Our Spiritual Heritage
The Misleading Metaphor--
Separation of Church and State
by David Barton
In 1947, the Supreme Court declared, “The First Amendment has erected a wall between church and state. That wall must be kept high and impregnable. We could not approve the slightest breach.” Actually, the “separation of church and state” phrase which they invoked is not found in any of our official government documents. It was taken from letters between President Thomas Jefferson and the Baptist Association of Danbury, Conn.
On Oct. 7, 1801, the Danbury Baptists wrote the new president a letter in which they expressed concern over the First Amendment and its guarantee for the “free exercise” of religion. This suggested to them that the right of religious expression was government-given (thus alienable) rather than God-given (hence inalienable), and therefore the government might someday attempt to regulate religious expression. They strenuously objected to this possibility unless someone’s religious practice caused him to “work ill to his neighbor.”
Thomas Jefferson shared their concern. Here are several of the numerous declarations he made about the constitutional inability of the federal government to regulate, restrict or interfere with religious expression.
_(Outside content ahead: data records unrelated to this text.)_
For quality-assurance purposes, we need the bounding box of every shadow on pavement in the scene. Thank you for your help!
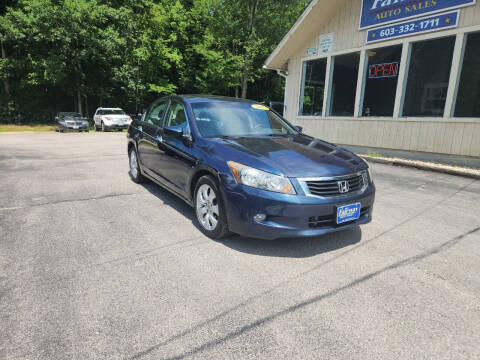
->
[221,226,361,258]
[139,179,362,259]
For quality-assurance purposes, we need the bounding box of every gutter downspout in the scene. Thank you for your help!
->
[263,65,290,117]
[275,68,289,118]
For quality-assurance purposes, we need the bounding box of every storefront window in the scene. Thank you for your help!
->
[329,52,360,116]
[403,36,455,117]
[455,32,480,117]
[299,59,327,116]
[362,45,402,117]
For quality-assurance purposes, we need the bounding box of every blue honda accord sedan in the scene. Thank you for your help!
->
[126,95,375,240]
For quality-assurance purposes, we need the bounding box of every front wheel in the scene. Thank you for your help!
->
[194,176,231,240]
[129,148,145,183]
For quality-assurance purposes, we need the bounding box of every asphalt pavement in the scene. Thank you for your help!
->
[1,132,479,360]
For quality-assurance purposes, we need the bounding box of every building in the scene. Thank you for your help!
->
[264,0,480,165]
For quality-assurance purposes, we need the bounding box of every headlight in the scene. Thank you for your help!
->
[103,116,112,122]
[227,161,296,195]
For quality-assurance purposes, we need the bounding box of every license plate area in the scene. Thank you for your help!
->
[336,203,361,224]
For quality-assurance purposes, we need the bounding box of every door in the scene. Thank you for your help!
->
[136,99,169,181]
[156,101,197,197]
[94,110,101,125]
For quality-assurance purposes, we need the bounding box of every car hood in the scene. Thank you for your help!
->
[211,135,366,178]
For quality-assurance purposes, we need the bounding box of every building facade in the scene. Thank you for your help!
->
[265,0,480,159]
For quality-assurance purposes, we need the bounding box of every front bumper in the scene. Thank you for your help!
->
[60,124,89,131]
[221,177,375,240]
[104,123,129,130]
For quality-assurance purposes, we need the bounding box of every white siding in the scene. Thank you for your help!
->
[284,0,480,157]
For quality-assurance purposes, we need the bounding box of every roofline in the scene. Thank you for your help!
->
[264,0,318,70]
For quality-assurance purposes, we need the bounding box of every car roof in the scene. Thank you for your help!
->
[175,95,258,104]
[97,107,123,110]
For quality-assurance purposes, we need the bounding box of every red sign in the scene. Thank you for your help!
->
[368,62,399,79]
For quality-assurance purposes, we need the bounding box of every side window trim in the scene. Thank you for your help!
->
[164,100,188,128]
[158,99,171,129]
[144,99,170,128]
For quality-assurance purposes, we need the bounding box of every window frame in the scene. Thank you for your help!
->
[326,51,361,117]
[144,98,170,128]
[360,44,403,117]
[296,25,480,123]
[298,57,328,116]
[451,30,480,118]
[399,35,457,118]
[163,100,192,138]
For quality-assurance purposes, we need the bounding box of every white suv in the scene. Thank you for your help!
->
[93,108,132,132]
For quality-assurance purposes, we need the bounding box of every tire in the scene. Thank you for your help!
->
[101,122,106,132]
[128,147,145,183]
[194,176,231,240]
[94,123,98,131]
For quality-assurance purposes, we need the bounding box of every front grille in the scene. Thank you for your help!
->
[305,173,365,197]
[308,207,370,228]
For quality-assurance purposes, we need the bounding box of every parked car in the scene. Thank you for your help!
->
[126,95,375,240]
[54,112,89,132]
[93,107,132,131]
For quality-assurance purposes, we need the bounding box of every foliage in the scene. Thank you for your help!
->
[0,0,309,123]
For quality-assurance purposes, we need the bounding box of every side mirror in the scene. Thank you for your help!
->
[164,125,183,138]
[294,125,303,133]
[55,117,59,121]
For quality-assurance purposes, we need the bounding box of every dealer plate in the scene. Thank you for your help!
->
[336,203,361,224]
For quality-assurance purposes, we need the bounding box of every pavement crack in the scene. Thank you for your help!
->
[129,227,479,360]
[0,193,137,211]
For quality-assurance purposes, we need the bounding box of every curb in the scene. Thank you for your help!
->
[360,155,480,180]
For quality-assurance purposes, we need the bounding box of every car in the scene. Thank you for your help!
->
[54,112,89,132]
[93,107,132,132]
[126,95,375,240]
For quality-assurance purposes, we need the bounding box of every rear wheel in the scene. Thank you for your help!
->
[129,148,145,183]
[194,176,231,240]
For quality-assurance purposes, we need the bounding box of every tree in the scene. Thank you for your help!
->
[0,0,309,123]
[206,0,308,99]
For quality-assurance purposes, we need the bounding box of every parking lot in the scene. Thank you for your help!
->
[1,132,479,359]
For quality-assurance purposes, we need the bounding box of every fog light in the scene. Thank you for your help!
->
[253,213,267,223]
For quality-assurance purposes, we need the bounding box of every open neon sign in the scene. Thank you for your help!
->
[368,62,399,79]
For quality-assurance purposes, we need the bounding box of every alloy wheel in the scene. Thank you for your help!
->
[196,184,219,231]
[129,150,138,179]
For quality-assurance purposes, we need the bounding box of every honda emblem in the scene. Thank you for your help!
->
[338,180,349,193]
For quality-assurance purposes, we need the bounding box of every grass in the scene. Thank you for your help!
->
[367,151,381,158]
[0,124,55,133]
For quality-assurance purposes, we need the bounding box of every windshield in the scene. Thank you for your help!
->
[59,112,82,118]
[191,102,298,138]
[103,109,126,115]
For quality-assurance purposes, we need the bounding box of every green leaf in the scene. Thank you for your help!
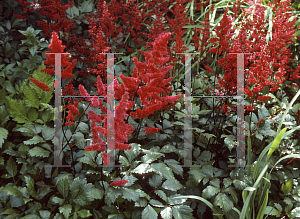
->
[25,176,38,198]
[290,207,300,217]
[6,97,27,118]
[162,178,183,191]
[151,163,174,179]
[0,184,24,198]
[39,210,51,219]
[213,193,234,213]
[6,156,17,177]
[131,163,155,175]
[150,199,164,208]
[56,174,70,199]
[188,167,206,183]
[77,122,89,133]
[122,188,140,202]
[28,146,50,157]
[105,187,123,204]
[281,179,293,194]
[202,165,214,178]
[77,155,97,168]
[202,186,221,199]
[59,204,72,219]
[42,125,54,141]
[28,108,38,121]
[172,205,193,219]
[160,207,172,219]
[37,186,52,200]
[79,0,94,12]
[77,210,92,218]
[164,159,183,177]
[0,127,8,148]
[24,135,45,145]
[264,206,280,217]
[141,151,165,164]
[149,174,162,188]
[23,86,39,109]
[154,190,167,202]
[142,205,158,219]
[83,183,104,201]
[10,195,25,207]
[50,196,65,205]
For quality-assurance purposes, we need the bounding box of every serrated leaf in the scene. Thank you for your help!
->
[149,174,162,188]
[162,178,183,191]
[39,210,51,219]
[202,165,214,177]
[188,168,206,183]
[160,207,172,219]
[77,210,92,218]
[23,86,39,109]
[24,136,45,145]
[28,146,50,157]
[164,159,183,177]
[154,190,167,202]
[0,127,8,148]
[172,205,193,219]
[150,199,164,208]
[79,0,94,12]
[202,186,221,199]
[290,207,300,217]
[105,187,123,204]
[122,188,139,202]
[142,205,158,219]
[28,108,38,121]
[6,156,17,177]
[160,144,177,153]
[151,163,174,179]
[50,196,65,205]
[141,152,165,164]
[7,97,27,118]
[59,204,72,219]
[56,174,70,198]
[0,184,24,197]
[85,184,104,200]
[37,186,52,200]
[42,125,54,141]
[213,193,234,213]
[25,176,38,198]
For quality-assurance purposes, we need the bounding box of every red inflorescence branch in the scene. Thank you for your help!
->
[110,179,128,187]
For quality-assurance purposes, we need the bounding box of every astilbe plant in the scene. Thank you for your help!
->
[38,30,183,161]
[209,0,299,114]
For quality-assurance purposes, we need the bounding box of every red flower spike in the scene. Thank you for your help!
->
[29,78,50,92]
[110,180,128,187]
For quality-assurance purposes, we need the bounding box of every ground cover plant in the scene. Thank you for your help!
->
[0,0,300,218]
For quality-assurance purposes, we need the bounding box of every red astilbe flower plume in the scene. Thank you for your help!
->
[210,0,298,113]
[84,77,135,151]
[110,179,128,187]
[124,32,184,119]
[41,32,77,80]
[29,78,50,91]
[35,0,75,39]
[143,127,161,135]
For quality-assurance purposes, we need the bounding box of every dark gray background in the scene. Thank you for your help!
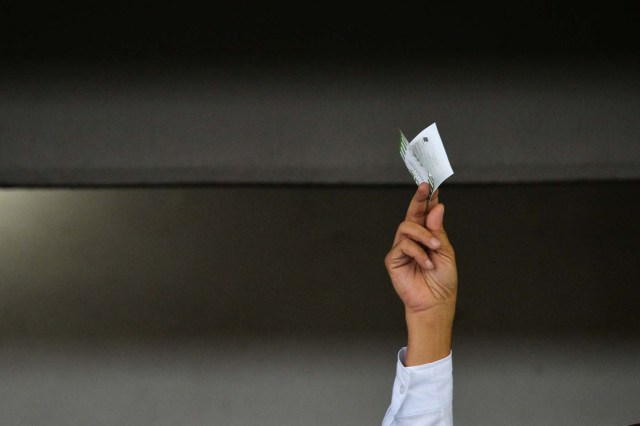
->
[1,2,639,425]
[1,1,639,186]
[1,182,639,425]
[2,54,639,186]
[N]o power over the freedom of religion…[is] delegated to the United States by the Constitution.
—Kentucky Resolution, 1798
In matters of religion, I have considered that its free exercise is placed by the Constitution independent of the powers of the general [federal] government.
—Second Inaugural Address, 1805
I consider the government of the United States as interdicted [prohibited] by the Constitution from intermeddling with religious institutions…or exercises.